Vinayaka Chaturthi Celebrations in the Country•
Posted on May 31 2022
Vinayaka Chaturthi or Ganesha Chaturthi is a popular Hindu festival celebrated over a period of 10 days across India, especially Mumbai and the other western parts of the country. The celebration takes place between August and September and begins on the Shukla chaturthi or fourth day of the Hindu month of Bhadrapada. The lord is associated with good fortune, prosperity and wisdom. He is also believed to be the remover of obstacles.
The Vinayaka Chaturthi festival marks the birth of the elephant-headed God Ganesha, a favourite deity among Hindus. The occasion also heralds the arrival of the lord’s arrival from Kailash Parvat to earth along with His mother Maa Parvati.
The earliest known origin of this festival in India dates back to the times of Shivaji, the great Maratha emperor when the occasion was celebrated with pomp and gaiety.
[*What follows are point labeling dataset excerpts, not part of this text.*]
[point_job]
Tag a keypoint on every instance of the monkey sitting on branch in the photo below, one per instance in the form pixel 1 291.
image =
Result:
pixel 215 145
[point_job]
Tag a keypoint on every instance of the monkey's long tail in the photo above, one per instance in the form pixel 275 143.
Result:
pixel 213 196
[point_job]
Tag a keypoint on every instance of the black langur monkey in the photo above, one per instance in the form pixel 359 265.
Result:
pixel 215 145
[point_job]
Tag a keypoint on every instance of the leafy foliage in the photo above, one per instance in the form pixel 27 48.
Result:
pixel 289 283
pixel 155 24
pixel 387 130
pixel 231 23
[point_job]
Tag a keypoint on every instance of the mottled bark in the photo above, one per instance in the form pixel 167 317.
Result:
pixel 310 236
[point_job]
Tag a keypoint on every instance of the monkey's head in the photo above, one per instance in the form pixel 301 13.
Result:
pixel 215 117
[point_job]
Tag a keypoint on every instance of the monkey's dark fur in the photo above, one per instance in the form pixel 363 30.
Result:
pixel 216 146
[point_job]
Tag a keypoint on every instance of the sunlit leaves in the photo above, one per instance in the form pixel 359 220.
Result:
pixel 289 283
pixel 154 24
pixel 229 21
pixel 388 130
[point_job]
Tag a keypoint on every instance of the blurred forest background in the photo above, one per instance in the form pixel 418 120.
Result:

However, with the advent of the British Raj, the festival lost its popularity because the British condemned the celebrations. It was soon revived to its original form by the great Indian social reformer and freedom fighter Bal Gangadhar Tilak. However, according to some records, the festival was celebrated for the first time during the reigns of the Satavahana, Chalukya and Rashtrakuta dynasties between 271 BC and 1190 AD.
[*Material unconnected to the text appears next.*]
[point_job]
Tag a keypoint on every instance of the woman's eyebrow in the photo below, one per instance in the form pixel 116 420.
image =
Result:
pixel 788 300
On this day, colourful clay idols of Ganesha of different sizes are kept in houses and temples. The idols can also be found on roads on grandly decorated temporary or makeshift stages called pandals and under bodhi or fig trees. At the end of the 10th day, on Anant Chaturdashi day, these idols are carried in a procession amidst drumbeats, singing and dancing and immersed in a nearby waterbody. This immersion act is called Ganpati Visarjan and represents the return of God Ganesha to His heavenly abode, Mount Kailash.
During the ten-day period and especially on Vinayaka Chaturthi day, elaborate rituals and worships are done in dedication to the deity. These start with the pranapratishtha ritual that involves bringing life to the idol. After this, the shhodashopachara ritual is performed featuring 16 different ways of paying one’s respects to Ganesha. This includes bathing the idols with clean water and smearing red sandalwood paste on them followed by decorating them with red or yellow flowers.
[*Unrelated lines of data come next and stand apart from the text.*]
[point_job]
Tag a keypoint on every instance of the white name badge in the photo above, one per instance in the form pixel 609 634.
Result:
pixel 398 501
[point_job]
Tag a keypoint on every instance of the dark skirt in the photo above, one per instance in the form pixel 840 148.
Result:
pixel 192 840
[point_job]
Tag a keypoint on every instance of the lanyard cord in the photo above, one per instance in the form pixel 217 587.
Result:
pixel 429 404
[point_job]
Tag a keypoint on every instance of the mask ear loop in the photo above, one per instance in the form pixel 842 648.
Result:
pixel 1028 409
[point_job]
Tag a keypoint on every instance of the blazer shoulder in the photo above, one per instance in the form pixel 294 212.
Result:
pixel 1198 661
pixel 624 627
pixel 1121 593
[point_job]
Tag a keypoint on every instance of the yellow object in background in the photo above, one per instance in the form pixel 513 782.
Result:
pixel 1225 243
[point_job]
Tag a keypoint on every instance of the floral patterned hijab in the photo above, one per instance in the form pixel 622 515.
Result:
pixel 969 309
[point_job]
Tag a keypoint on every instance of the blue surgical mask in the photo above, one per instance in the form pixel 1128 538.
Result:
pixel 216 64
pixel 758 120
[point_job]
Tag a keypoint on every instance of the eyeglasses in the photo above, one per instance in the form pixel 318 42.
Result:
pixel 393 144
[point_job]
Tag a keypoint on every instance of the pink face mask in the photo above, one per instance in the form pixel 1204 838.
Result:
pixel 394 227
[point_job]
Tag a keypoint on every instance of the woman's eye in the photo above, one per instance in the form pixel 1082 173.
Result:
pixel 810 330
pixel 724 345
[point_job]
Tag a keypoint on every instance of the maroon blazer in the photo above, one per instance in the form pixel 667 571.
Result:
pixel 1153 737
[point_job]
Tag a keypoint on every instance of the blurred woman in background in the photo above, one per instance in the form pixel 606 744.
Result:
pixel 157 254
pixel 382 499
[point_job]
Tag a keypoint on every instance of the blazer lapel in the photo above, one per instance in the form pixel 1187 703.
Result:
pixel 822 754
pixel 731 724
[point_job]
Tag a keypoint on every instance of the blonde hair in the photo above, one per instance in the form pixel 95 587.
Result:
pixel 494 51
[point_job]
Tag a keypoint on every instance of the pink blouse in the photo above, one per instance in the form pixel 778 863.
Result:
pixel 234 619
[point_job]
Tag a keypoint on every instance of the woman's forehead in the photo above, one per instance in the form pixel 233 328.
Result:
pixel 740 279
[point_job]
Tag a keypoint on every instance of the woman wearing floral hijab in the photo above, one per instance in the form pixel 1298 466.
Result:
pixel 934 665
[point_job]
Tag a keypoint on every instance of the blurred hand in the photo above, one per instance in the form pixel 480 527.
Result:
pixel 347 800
Devotees also chant several Ganesha mantras and recite Vedic hymns from sacred texts such as the Ganesh Upanishad. The worship ends with an arti in honour of the lord.
The lord is said to be a food lover and is especially fond of modaks and other sweets. Therefore, special offerings known as bhog comprising 21 modaks and ladoos along with coconut and jaggery are offered as prasad to Ganesha on this day. The modaks are made of rice flour along with poppy seeds, coconut, cardamom, jaggery and cashews.
As per legends, Lord Ganesha was created by Maa Parvati from clay in human form. Once she was done with the creation, she breathed life into the idol and asked the boy to stand guard at the entrance to the palace while she had her bath and to not let anyone in. Lord Shiva was away at that time and when he returned, Ganesha refused Him admission. This angered Shiva who was not allowed to enter His own abode and He immediately chopped the lad’s head.
Parvati came just in time to see the chopped head. Her grief and anger no bounds and she immediately took the form of Goddess Kali and threatened Shiva that the whole world would be destroyed by Her. In order to calm her, Shiva immediately sent His followers to bring Him the head of the first living creature they saw. This happened to be an elephant with one tusk. The followers immediately beheaded the elephant and took the head to Lord Shiva.
The lord immediately placed the head over the torso of the boy and brought him to life again. This calmed Goddess Parvati and Shiva made Ganapati the head of His followers. All the Gods, in turn, showered their blessings on Ganesha.
One interesting and unique tradition observed on Ganesha Chaturthi is that no one dares to sight the moon on this day. There is an interesting tale about why this so. Lord Ganesha was once on His way back to His abode at night from a devotee’s house. He was very pleased with His follower’s devotion that He ate all the sweets offered to Him. As He was on His way back, He accidentally stumbled on something and fell down.
The moon was quite amused and found the whole episode quite funny. He started laughing loudly and started making comments about the lord’s pot belly. This angered Ganesha and He decided to punish the moon to make him humble and polite. He cursed the moon saying that no one would ever look up at it from that day. Anyone who did so would have to face repercussions of being dishonoured by society and falsely accused of stealing.
This curse upset the moon and its arrogance rudeness and arrogance disappeared in no time. The moon pleaded with the lord and asked Him for forgiveness. After a lot of pleadings, Ganesha calmed down and withdrew the curse partly with one condition. The curse would still take effect but only on the day of Ganesha Chaturthi. It is said that Lord Krishna once sighted the moon accidentally on Vinayaka Chaturthi and was falsely of stealing the precious Syamantaka gem.
Over the years, Vinayaka Chaturti celebrations have become popular outside the country as well. Hindus living in various parts of the world also engage themselves in celebrating this festival.